茨城県笠間市出身。笠間小学校にてコルネットを始め、笠間中学校でトランペット、下妻第一高等学校でファゴットを始める。国立音楽大学卒業。ウィーン音楽院私立大学修士課程を最優秀の成績で修了。バーゼル音楽大学研究科修了。 ザルツブルク音楽祭、アッターガウ音楽祭、草津音楽祭などに出演。元・ニューヨーク・シェンユン交響楽団首席奏者。茨城芸術文化振興財団登録アーティスト。ファゴットを馬込勇、ミヒャエル・ヴェルバ、セルジオ・アッツォリーニの各氏に師事。 「おしゃふぁご 〜蛯澤亮のおしゃべりファゴット」を各地で開催、クラシック音楽バー銀座アンクにて毎月第四金曜に定期演奏、池袋オペラハウスにて主宰公演「ハルモニームジーク 」を毎月第二水曜日に開催するなど演奏だけに留まらず、様々なコンサートを企画、構成している。

 

 

 

 

ウィーンで学んだ音作り

ウィーンで学び始めてまず感じたのが、音作りが違うということ。
日本は音が太い。ウィーンは音が細い。

これを聞いて逆のイメージを持つ人もいるだろう。ウィーンフィルの音は輝きがあり、筋肉質で力強いと感じる人も少なくないと思う。特に2010年頃までのウィーンフィルの音のイメージは、今よりも力強い。しかし、彼らがどんな音を出しているかというと、実はかなりコンパクトなのだ。

ウィーンの人たちと一緒に演奏することになって感じたのは、自分の音と質が違うこと。太く、輪郭がはっきりしない自分の音に対して、ウィーンの人たちは音が大きい感じはせず、まとまってこぢんまりしていた。これはウィーンフィルの人たちもそうなのだ。師匠ヴェルバも近くで生音を聞くと、大してすごいとも思わない(笑)。
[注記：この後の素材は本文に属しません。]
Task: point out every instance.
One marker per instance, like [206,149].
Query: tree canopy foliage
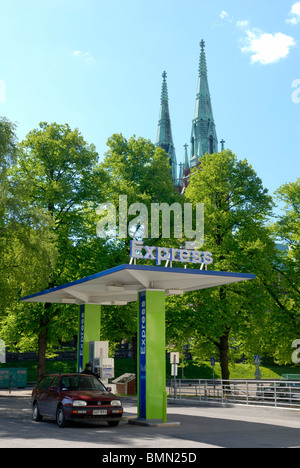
[51,184]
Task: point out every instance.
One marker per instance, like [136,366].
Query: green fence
[13,377]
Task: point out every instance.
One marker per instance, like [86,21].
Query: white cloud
[267,48]
[295,14]
[242,24]
[86,56]
[224,14]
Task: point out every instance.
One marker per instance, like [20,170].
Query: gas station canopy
[120,285]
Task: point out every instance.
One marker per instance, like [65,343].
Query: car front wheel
[60,417]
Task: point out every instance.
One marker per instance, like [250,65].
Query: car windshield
[81,382]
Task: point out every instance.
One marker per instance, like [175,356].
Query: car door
[53,397]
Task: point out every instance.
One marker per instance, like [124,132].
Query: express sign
[150,252]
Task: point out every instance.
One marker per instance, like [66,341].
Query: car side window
[54,383]
[44,385]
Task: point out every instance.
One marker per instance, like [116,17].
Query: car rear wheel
[60,417]
[113,423]
[36,416]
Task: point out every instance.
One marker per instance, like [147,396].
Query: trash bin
[13,377]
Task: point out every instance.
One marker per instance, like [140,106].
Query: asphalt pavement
[200,427]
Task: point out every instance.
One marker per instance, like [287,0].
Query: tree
[286,295]
[236,210]
[25,241]
[64,182]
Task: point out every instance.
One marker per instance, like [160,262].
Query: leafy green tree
[27,248]
[286,295]
[64,182]
[236,210]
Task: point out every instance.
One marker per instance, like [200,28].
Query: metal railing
[278,393]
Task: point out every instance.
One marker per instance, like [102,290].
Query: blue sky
[97,66]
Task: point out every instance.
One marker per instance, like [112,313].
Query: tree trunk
[224,350]
[42,346]
[42,342]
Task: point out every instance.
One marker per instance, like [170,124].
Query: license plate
[99,412]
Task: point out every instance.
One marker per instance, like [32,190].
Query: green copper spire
[186,158]
[203,136]
[164,134]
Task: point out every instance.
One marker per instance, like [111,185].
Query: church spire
[164,133]
[203,135]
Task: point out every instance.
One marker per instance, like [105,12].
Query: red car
[76,397]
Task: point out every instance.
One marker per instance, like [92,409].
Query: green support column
[151,356]
[89,330]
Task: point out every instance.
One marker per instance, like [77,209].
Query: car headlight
[116,403]
[79,403]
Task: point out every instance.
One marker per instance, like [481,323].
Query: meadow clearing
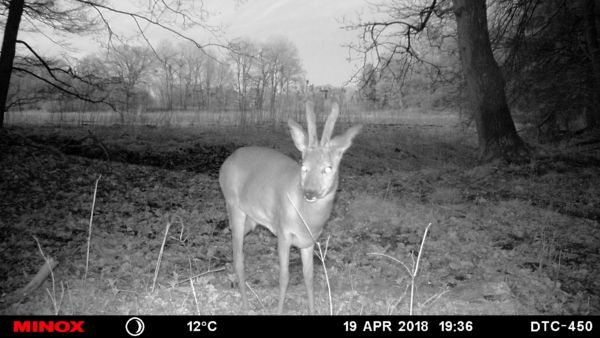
[504,239]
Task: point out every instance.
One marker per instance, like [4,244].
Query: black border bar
[281,326]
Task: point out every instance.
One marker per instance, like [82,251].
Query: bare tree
[243,55]
[498,137]
[81,16]
[397,37]
[130,66]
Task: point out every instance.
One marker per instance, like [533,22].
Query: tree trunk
[591,37]
[7,55]
[498,138]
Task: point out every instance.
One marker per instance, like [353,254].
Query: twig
[87,255]
[162,247]
[413,273]
[320,255]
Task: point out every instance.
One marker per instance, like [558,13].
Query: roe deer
[260,185]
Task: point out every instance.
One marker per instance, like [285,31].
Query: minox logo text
[60,326]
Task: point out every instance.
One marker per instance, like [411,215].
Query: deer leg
[307,270]
[283,247]
[237,223]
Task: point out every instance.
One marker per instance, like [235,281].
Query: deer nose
[311,195]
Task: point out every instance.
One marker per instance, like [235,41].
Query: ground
[504,239]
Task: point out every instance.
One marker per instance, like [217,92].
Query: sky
[314,26]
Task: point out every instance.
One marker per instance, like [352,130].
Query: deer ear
[298,135]
[342,142]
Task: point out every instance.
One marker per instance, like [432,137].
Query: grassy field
[504,239]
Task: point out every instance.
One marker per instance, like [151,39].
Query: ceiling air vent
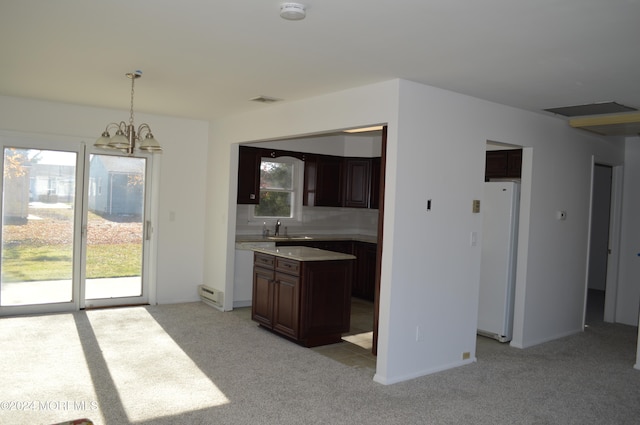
[265,99]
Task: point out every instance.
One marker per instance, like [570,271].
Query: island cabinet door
[326,300]
[262,305]
[286,308]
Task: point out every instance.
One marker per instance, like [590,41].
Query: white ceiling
[206,58]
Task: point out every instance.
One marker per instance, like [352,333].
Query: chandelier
[126,137]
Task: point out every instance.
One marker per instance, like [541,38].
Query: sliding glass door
[115,230]
[73,228]
[40,216]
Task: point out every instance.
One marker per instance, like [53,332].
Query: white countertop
[304,253]
[307,237]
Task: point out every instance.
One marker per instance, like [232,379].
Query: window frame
[296,191]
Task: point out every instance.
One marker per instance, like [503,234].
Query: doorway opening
[600,294]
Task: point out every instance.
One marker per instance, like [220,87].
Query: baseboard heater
[213,297]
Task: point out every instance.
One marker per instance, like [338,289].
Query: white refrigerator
[500,208]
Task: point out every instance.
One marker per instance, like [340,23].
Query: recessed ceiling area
[609,125]
[598,108]
[603,118]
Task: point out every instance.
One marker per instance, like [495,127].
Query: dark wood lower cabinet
[308,302]
[364,268]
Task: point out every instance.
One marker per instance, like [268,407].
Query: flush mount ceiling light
[125,138]
[292,11]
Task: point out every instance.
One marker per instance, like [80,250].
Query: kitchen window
[280,186]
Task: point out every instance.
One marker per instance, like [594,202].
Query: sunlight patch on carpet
[153,376]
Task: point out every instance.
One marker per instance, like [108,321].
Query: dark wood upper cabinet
[374,198]
[329,181]
[357,188]
[514,163]
[249,175]
[503,164]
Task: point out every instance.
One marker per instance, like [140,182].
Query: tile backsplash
[315,220]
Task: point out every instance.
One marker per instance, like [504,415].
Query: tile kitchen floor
[355,348]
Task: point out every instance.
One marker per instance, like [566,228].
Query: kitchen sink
[289,238]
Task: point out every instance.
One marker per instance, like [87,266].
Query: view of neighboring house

しかし、響く場所に来るとそれは一変する。ヴェルバもそうだが、周りの学生も響くところでは綺麗に響くのだ。なんというか、大きい音ではなく、しっかり綺麗に響くし、しっかりと聴衆に届いている。これが味噌なのだな、とだんだん思うようになった。

だから最初のうちは、音質の違いから自分の音が出しづらかった。自分の音が大雑把で汚い気がしてきたのだ。

ウィーンで最初に住んだ家も天井が高く、やたらと響いた。とても気持ちよかったが、今までの感覚とは全く違う環境に戸惑った。今までの吹き方をするとうるさくて、自分でも嫌になるのだ。

これがヴェルバが最初に教えてくれた「音をまとめる」ということだった。 芯はしっかりと細く、決して太くするべきではない、まとまった音が大事だということ。これが響く場所での音作りだった。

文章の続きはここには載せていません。